Je n’ai pas le temps de répondre en détail. Simplement, la problématique de ce blog est celle des conflits d’intérêts, c’est-à-dire, en simplifiant à outrance: l’industrie pharmaceutique qui instrumentalise tout le monde pour la bonne santé du commerce, le dévoiement de la médecine qui fonctionne comme un outil de normalisation au service d’un système socio-économique dont elle contribue à occulter les tares, etc.
Je vous saurais gré de lire un peu mieux avant de formuler des jugements.
Vous pourriez commencer par les articles de la catégorie suivante:
http://pharmacritique.20minutes-blogs.fr/normalite-controle-social-culture-psy/
J’essaie d’apporter ma toute petite contribution pour que, justement, les citoyens aient leur mot à dire.
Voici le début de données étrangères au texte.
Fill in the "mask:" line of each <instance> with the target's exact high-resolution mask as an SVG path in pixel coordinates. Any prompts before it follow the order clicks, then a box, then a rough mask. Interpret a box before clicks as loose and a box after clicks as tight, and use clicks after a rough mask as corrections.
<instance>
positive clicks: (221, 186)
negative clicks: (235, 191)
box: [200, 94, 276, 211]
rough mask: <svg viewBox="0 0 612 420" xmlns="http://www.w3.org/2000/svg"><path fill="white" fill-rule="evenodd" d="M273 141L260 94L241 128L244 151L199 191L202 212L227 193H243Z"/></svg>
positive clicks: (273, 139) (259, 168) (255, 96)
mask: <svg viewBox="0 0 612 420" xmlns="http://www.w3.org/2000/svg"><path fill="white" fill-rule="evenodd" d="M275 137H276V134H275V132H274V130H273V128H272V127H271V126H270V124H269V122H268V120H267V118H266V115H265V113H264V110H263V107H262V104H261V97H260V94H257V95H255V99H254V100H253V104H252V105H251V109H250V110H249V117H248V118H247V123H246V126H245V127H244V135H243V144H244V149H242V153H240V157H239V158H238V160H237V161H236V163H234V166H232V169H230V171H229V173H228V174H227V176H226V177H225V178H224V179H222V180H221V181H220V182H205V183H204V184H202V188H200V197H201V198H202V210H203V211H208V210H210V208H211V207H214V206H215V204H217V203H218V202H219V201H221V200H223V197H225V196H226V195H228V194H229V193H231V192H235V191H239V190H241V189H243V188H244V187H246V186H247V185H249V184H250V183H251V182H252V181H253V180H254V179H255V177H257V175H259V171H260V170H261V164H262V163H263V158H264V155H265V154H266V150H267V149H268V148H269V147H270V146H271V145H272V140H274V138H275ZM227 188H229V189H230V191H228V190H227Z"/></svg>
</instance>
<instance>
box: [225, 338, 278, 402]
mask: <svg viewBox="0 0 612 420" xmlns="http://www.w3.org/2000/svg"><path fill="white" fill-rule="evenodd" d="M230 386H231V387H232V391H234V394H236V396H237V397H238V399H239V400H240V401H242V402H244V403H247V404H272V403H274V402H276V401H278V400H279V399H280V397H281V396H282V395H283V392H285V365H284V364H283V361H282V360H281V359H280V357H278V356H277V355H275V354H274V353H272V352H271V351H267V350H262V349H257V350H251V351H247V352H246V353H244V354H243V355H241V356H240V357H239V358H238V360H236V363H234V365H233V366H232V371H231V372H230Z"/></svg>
Que les usagers et les malades aient leur mot à dire.
Ne vous trompez pas de cible.
Ce n’est pas moi qui vous prends des dépassements d’honoraires pour vous dire bonjour et vous expédier 10 minutes après avec une ordonnance vous disant que c’est dans la tête, vous avez qu’à vous secouer ou que si vous êtes au chômage, c’est que « vous ne savez pas vous vendre », etc…
Ce n’est pas moi qui encaisse et les dépassements d’honoraires et l’argent des labos pour vous gaver de médocs. (Oui, bien sûr, tous les médecins ne font pas comme ça, juste un grand nombre).
Ce n’est pas moi qui profite de ce système-là, et je parle ici non seulement du ménage de (la plupart des) médecins avec le commerce pharmaceutique, mais de leur contentement avec le néolibéralisme, qui a permis à la médecine de devenir ce qu’elle est: hautement profitable et avec des professionnels socialement survalorisés, qui ont oubliés qu’ils sont là pour le patient, et pas l’inverse, qu’ils ont un mandat, et que c’est pour cela que la collectivité les paie et accepte pas mal de leurs abus.
A prescrire des antidépresseurs et à se battre contre tout ce qui ferait avancer les droits des patients, ils ont oublié que vous êtes un être humain, qu’ils doivent lutter pour faire avancer les intérêts communs, pas seulement les leurs.
Ne vous trompez pas de cible, SVP. J’encaisse déjà assez, croyez-moi. Si ça doit venir aussi de ceux dont j’essaie à ma façon de défendre tant soit peu les droits, contre le politiquement correct habituel, ce sera intenable.
Allez, sans rancune!
Tenez bon!
Et merci de votre témoignage. C’est lui qui compte.